While this may seem daunting, fully understanding each of these disciplines should not be the standard by which you measure the success of your liberal arts education. A few hours of concentration every week over the course of a semester is woefully inadequate for becoming completely learned in any particular subject; similarly, four years’ or even a lifetime’s worth of thought is insufficient for mastering the liberal arts. Even Socrates at his time of death admitted to being ignorant of much of the world, but he also regarded the humility that he acquired from fully understanding his own ignorance as one of the great advantages of the examined life. Don’t be surprised if, four years from now, you leave this campus with more questions than answers; even more, be happy – it means you did something right.

So, what does this add-up to? What does thinking the most profound thoughts that have ever been thought, reading the most eloquent words that have ever been written, over a diverse array of subjects and without corrupting bias, ultimately create? Well, it creates you. The liberal arts are ultimately about, through understanding the world, understanding and creating your “self.” It’s about having those Elizabeth Bennet moments, where you don’t recognize the “you” of two seconds ago.

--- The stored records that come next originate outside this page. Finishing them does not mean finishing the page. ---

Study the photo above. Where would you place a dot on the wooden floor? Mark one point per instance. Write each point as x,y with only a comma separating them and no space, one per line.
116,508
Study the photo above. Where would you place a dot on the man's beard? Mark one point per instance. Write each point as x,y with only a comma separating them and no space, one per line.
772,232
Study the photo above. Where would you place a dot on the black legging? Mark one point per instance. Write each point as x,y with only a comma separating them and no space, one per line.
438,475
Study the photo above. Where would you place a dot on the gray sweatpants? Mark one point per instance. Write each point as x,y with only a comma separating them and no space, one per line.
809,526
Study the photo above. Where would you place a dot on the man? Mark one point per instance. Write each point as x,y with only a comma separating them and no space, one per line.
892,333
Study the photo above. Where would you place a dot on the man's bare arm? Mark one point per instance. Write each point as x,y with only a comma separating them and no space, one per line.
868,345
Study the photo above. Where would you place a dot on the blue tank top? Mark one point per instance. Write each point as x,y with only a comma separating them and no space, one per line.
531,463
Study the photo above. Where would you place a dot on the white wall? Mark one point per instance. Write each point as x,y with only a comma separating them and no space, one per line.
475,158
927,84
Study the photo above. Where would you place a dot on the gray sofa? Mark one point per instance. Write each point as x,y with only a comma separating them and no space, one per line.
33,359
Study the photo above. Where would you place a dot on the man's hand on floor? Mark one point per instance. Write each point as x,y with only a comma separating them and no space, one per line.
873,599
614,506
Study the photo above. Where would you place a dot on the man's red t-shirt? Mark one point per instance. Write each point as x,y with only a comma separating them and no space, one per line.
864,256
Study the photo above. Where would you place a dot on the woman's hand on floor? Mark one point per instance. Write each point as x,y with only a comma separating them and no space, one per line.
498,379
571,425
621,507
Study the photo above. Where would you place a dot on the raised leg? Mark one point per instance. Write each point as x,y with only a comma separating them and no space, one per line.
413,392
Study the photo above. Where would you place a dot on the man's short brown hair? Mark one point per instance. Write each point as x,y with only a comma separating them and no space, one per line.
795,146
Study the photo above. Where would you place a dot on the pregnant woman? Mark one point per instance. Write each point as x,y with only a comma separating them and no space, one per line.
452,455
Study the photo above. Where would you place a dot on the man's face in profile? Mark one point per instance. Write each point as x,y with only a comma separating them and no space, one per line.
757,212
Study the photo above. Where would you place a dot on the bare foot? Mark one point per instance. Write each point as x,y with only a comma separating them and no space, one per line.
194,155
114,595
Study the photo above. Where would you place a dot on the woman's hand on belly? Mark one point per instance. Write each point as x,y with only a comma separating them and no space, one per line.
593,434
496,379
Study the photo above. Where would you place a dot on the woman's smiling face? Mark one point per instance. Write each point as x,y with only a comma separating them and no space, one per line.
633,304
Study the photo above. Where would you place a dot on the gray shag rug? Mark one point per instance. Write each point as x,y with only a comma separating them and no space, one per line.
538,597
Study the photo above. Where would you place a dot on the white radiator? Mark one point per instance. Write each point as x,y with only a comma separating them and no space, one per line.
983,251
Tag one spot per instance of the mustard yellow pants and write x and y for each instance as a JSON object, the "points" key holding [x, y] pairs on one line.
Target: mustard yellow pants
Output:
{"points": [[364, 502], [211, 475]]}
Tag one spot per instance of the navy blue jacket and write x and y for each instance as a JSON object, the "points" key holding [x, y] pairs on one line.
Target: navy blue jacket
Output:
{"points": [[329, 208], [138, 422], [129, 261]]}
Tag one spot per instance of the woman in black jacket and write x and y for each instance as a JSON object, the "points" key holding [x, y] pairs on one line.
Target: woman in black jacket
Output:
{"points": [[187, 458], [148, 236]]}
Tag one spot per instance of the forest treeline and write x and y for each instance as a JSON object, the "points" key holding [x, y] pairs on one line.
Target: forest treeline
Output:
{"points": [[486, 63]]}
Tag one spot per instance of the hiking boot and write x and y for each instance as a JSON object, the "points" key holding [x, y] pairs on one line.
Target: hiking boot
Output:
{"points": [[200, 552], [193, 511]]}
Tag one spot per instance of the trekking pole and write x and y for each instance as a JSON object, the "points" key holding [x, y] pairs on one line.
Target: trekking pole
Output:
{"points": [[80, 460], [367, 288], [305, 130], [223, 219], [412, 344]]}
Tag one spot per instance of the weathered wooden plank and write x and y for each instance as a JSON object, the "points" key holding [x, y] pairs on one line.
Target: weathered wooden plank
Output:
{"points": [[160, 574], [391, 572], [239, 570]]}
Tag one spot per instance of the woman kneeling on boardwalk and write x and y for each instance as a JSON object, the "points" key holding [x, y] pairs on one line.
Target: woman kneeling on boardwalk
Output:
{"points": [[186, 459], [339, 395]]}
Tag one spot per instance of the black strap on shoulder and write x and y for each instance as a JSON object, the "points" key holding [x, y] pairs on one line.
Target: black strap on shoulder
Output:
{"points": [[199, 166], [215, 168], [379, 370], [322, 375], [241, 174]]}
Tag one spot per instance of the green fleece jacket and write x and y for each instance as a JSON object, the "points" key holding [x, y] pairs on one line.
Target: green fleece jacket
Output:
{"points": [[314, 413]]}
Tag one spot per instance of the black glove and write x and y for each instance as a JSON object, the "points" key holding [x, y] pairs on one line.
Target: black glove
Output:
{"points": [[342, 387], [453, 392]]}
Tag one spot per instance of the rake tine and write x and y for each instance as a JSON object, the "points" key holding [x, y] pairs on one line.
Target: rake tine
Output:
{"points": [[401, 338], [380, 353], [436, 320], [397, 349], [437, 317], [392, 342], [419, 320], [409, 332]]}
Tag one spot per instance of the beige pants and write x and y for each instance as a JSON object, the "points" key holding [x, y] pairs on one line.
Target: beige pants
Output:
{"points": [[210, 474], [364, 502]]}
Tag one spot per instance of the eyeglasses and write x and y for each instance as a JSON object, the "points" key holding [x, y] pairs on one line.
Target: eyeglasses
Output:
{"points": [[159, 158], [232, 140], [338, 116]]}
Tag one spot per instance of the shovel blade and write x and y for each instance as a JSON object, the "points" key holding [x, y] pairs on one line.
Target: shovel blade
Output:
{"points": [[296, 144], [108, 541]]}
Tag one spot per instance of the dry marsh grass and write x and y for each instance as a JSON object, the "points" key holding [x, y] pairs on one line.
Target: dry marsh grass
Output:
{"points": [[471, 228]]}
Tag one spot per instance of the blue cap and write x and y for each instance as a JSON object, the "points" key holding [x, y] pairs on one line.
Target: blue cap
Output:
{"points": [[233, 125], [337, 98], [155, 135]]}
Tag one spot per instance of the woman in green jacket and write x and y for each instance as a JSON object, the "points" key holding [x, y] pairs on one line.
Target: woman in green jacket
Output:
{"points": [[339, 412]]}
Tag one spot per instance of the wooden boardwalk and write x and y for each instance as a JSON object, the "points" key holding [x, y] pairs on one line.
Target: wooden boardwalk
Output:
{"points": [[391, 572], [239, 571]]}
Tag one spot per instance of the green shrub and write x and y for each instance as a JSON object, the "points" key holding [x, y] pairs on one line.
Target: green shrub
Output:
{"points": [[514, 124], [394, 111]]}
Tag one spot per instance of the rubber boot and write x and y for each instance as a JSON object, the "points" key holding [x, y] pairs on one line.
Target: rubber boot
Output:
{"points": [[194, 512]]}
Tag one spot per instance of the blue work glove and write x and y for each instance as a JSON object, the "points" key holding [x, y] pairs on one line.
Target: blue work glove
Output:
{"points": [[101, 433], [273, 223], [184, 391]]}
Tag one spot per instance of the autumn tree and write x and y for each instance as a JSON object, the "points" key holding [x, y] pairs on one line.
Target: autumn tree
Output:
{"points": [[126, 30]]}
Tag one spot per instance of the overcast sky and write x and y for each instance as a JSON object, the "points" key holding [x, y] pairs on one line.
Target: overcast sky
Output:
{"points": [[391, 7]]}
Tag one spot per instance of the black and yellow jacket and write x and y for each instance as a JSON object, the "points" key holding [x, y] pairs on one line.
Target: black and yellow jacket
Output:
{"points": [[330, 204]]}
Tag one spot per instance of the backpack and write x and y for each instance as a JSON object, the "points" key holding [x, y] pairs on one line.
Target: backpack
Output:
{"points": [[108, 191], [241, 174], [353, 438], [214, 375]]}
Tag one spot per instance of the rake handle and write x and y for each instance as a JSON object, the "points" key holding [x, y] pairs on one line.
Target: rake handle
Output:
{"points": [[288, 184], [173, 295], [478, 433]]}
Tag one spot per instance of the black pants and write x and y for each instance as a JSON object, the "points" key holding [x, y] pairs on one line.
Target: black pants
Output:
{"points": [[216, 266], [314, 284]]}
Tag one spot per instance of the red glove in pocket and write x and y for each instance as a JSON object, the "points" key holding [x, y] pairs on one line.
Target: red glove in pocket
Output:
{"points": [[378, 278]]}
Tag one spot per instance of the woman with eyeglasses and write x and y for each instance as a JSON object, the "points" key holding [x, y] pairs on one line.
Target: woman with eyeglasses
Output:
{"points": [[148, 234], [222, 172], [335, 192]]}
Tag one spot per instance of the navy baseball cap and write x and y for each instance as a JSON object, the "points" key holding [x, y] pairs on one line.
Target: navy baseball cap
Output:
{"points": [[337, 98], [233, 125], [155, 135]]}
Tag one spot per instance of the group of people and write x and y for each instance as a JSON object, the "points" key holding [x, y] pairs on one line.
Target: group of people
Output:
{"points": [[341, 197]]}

When I read Alexis de Tocqueville, Jane Austen, and the greatest thinkers that humanity has produced, see the way that they make seamless connections between what just prior seemed like completely different worlds, put to eloquent language what I could only describe as shapeless emotions and feelings buried somewhere deep within my soul, it makes me unable to recognize the person who occupied my body just moments ago. It’s a humbling experience, but it’s also an addicting one. These moments demonstrate just how completely wrong you were about a particular idea, show how woefully inadequate your own thought was to a certain problem, and reveal the deep-set flaws in your character; but they also develop within you a passion to read anything you can get your hands on and to push the limits of your thought in order to find the next major breakthrough. And developing this mentality, developing a tireless thirst for knowledge and inexhaustible dedication to thought, is what studying liberal arts is about.